The new rule has already caused problems for the transgender community, said Estell and several others, including Hazel Pleskac, who said her legal name change was finalized the same day the rule was announced.

“All this has done for me so far is create an absolute bureaucratic nightmare,” Pleskac said. “I have dealt with so many issues [such as] having to update documents multiple times because the names mismatched, and now the genders mismatch.”

At the end of the day, really, gender is irrelevant as far as the state or agencies such as law enforcement identifying a person.

– Attorney J.P. Tribell

Hannah Grimmett said updating an expired driver’s license with an X gender marker became a hassle in light of the new rule. The DMV employee “had no idea how to deal with it” and had to fax Grimmett’s birth certificate somewhere in order to change the ID’s gender marker, Grimmett said.

“When I first got my driver’s license, it was as simple as saying, ‘Hello, can you please change this to an X?’” Grimmett said.

Pulaski County Circuit Judge Patricia James blocked the emergency rule Wednesday in response to a lawsuit from the American Civil Liberties Union of Arkansas. The injunction gives Arkansans a short window of time to change the gender marker on their IDs if they so choose before lawmakers vote on the permanent rule discussed Friday, said John Williams, the ACLU of Arkansas’ legal director and the plaintiffs’ attorney in the lawsuit.

The Arkansas Legislative Council and its Administrative Rules Subcommittee must approve the permanent rule in order for it to go into effect.

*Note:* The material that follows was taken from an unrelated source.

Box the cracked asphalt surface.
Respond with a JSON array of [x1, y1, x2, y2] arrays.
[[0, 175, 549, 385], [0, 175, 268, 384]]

The deadline for public comment on the rule is June 27, and the council and its subcommittees are scheduled to meet in mid-July.

In addition to Washington D.C., Arkansas has been one of 22 states that allows an X designation on a driver’s license in addition to “M” and “F.”

Legal issues

The rule states that the gender information on driver’s licenses and state-issued IDs must denote “‘M’ (male) or ‘F’ (female) consistent with information contained on the person’s birth certificate, passport, or identification document issued by the U.S. Department of Homeland Security.”

The federal government allows X as a gender marker on passports, and birth certificates can be legally amended. The rule allows for amended birth certificates to be used as identifying documents while obtaining or renewing a driver’s license.

J.P. Tribell and Richelle Brittain, both attorneys, said at the hearing that the rule would likely violate the equal protection clause of the Fourteenth Amendment to the U.S. Constitution.

The final section of the proposed rule says the state Office of Driver Services may amend its records of unexpired driver’s licenses with the male or female gender marker instead of X, using other records the office has on file, and notify the license holder accordingly.

This “appears to be an attempt to retroactively strike the X gender marker” from state records, Brittain said, and it “goes against the stated purpose of presenting correct information to law enforcement.”

The rule would create confusion if someone presents as male or female while their ID has the opposite gender marker, said Tribell, whose legal work includes helping LGBTQ+ people change the names and gender markers on legal documents.

“At the end of the day, really, gender is irrelevant as far as the state or agencies such as law enforcement identifying a person,” Tribell said.

Many of Friday’s speakers, including Brittain and Estell, also spoke against the variety of laws introduced in the state Legislature last year that restricted the activities of transgender Arkansans, including the uses of pronouns and bathrooms in public schools and transgender minors’ access to health care.

Braelyn Smith and Maggs Gallup, who also have both testified before the Legislature, said it is important to repeatedly speak up even if they are unlikely to change the minds of decision-makers.

“Speaking on behalf of those who are not able to advocate for themselves [and] having the privilege to be able to do that is a responsibility that we hold,” said Gallup, a nonbinary parent of a gender-nonconforming child.